Cani randagi sterilizzati, vaccinati e dichiarati non pericolosi torneranno a vivere liberi per le strade della città, ma non più come animali abbandonati. Diventeranno ufficialmente “cani di quartiere”, affidati alle cure di un’associazione di volontariato. È il cuore della nuova ordinanza del Comune guidato dal sindaco Luigi Mennella, un progetto pilete che punta a conciliare il benessere animale con la sicurezza dei cittadini, contrastando il randagismo in modo etico e sostenibile.

L’amministrazione ha formalizzato una collaborazione con l’associazione “Gli angeli randagi del Vesuvio onlus” per dare vita a questo modello di gestione controllata. Il percorso per un cane per diventare “di quartiere” è rigoroso.
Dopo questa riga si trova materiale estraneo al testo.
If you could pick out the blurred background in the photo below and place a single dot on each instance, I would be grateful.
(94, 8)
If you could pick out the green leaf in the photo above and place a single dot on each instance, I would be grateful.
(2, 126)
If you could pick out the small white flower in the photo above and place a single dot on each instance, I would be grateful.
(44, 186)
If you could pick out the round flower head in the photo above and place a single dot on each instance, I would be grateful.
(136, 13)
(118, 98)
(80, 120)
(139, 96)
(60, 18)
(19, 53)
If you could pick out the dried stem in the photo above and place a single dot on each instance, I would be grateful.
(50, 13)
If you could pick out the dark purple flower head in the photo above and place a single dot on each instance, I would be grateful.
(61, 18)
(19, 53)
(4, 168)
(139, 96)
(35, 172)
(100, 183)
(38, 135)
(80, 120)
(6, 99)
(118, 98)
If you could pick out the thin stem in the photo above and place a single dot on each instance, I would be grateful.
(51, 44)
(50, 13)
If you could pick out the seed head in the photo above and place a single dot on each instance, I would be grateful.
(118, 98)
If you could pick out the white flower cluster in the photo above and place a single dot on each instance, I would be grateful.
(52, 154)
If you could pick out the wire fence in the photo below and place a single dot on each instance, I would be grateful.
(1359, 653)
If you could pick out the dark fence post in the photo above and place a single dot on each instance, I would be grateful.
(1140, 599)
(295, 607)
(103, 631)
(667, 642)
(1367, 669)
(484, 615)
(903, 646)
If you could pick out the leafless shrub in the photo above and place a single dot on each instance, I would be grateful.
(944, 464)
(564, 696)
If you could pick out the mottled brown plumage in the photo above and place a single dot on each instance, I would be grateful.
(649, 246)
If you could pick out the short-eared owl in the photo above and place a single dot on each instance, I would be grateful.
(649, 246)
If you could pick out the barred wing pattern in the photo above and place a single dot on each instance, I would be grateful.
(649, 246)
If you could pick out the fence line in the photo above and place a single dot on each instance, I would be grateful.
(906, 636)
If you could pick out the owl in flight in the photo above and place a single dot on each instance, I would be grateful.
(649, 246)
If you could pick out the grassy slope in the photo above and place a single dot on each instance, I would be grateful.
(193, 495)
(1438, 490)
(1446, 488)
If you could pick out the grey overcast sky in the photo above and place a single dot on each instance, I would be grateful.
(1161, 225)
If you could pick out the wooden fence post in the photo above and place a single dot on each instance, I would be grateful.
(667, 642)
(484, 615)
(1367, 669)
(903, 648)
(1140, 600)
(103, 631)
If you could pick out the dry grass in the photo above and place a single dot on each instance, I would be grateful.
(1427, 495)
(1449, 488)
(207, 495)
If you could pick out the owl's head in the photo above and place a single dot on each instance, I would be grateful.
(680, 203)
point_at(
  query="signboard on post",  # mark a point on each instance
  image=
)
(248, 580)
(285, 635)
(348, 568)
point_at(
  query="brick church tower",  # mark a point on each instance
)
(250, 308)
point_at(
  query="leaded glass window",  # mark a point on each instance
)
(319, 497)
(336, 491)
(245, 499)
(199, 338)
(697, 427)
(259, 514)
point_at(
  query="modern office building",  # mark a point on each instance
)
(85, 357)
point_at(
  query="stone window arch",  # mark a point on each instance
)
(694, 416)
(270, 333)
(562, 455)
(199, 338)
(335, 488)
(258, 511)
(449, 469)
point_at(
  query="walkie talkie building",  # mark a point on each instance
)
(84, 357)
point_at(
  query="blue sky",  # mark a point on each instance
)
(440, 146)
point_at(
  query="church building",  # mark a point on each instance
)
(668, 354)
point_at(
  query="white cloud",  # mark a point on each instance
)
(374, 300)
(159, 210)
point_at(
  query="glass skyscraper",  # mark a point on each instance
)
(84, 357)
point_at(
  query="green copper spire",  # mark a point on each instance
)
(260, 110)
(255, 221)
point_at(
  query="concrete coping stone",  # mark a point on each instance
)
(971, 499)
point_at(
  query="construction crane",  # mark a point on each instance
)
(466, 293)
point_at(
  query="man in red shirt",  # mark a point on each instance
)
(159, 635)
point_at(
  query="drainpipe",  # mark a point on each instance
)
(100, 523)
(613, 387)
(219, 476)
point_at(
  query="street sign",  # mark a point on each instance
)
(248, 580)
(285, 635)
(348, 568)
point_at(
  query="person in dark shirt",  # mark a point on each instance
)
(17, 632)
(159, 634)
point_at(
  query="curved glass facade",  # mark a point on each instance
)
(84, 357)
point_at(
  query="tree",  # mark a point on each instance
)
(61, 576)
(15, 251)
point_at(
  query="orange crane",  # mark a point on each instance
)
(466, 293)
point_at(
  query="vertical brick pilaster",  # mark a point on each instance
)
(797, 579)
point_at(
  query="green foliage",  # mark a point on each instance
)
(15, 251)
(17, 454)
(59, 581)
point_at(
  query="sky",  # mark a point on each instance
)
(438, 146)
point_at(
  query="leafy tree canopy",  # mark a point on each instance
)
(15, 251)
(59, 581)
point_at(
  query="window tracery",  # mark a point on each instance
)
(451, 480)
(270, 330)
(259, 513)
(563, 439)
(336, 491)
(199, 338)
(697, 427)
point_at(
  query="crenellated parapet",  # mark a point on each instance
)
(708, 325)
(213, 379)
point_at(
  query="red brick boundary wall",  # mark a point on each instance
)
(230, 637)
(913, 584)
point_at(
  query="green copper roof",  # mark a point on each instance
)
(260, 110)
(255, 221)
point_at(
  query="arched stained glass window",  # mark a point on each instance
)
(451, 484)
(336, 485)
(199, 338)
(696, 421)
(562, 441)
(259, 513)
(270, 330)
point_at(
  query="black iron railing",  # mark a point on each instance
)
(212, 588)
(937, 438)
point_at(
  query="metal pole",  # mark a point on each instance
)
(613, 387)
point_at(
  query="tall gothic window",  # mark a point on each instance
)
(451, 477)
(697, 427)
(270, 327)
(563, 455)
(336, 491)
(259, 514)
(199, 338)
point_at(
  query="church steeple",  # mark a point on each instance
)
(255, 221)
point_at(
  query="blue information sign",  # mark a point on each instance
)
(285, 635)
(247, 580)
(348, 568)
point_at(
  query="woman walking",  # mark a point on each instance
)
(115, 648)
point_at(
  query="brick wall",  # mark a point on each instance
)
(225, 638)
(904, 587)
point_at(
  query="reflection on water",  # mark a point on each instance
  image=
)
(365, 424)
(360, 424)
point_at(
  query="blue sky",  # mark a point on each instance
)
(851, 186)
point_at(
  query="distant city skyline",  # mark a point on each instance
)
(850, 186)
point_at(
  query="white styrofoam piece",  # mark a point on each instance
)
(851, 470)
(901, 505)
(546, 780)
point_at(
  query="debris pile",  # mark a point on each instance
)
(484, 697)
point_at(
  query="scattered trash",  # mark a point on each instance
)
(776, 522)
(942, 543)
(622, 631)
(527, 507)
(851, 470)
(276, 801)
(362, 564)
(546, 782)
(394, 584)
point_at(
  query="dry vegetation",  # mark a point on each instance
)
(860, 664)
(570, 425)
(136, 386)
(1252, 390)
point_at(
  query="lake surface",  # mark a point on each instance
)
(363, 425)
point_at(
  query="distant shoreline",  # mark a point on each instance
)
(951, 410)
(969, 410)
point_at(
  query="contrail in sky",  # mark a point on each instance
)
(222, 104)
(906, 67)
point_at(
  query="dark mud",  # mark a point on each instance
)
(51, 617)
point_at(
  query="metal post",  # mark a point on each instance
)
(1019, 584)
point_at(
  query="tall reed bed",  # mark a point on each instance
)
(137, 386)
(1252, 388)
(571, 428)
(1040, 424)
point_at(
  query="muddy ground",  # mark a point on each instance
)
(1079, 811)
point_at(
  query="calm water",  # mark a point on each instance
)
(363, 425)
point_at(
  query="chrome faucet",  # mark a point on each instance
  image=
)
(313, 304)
La Polizia Municipale, in sinergia con i volontari, segnala gli esemplari randagi al servizio veterinario dell’Asl Napoli 3 Sud, che provvede alla loro cattura.

Gli animali sono quindi trasferiti in un canile sanitario per una serie di operazioni obbligatorie: identificazione con microchip, sterilizzazione chirurgica e una valutazione comportamentale approfondita. Solo i cani che risultano compatibili con la vita di comunità, in grado di sopravvivere in strada e che non hanno precedenti di aggressioni o molestie vengono considerati idonei. A conferma dell’avvenuta sterilizzazione, ricevono anche un tatuaggio indelebile.

Dopo questo iter, i quattro zampe vengono reimmessi nell’area di provenienza o, se quella non è ritenuta sicura, in una zona diversa del territorio comunale. Da quel momento, la loro tutela e il loro accudimento quotidiano passano ufficialmente all’associazione animalista, mentre il Comune ne conserva la registrazione e la scheda clinica.

“Questa ordinanza trasmette un nobile segnale di civiltà per fronteggiare il randagismo ed incentivare la civile convivenza tra i cittadini ed i nostri amici a quattro zampe”, ha commentato l’assessore al benessere animale Laura Vitiello.

Il progetto trasforma così un problema di degrado in una risorsa per la comunità, sperimentando un modello di accudimento condiviso che guarda all’esperienza dei “community dog” già diffusa in altre realtà europee. Il successo dipenderà ora dall’equilibrio tra la libertà degli animali e il senso di sicurezza dei cittadini.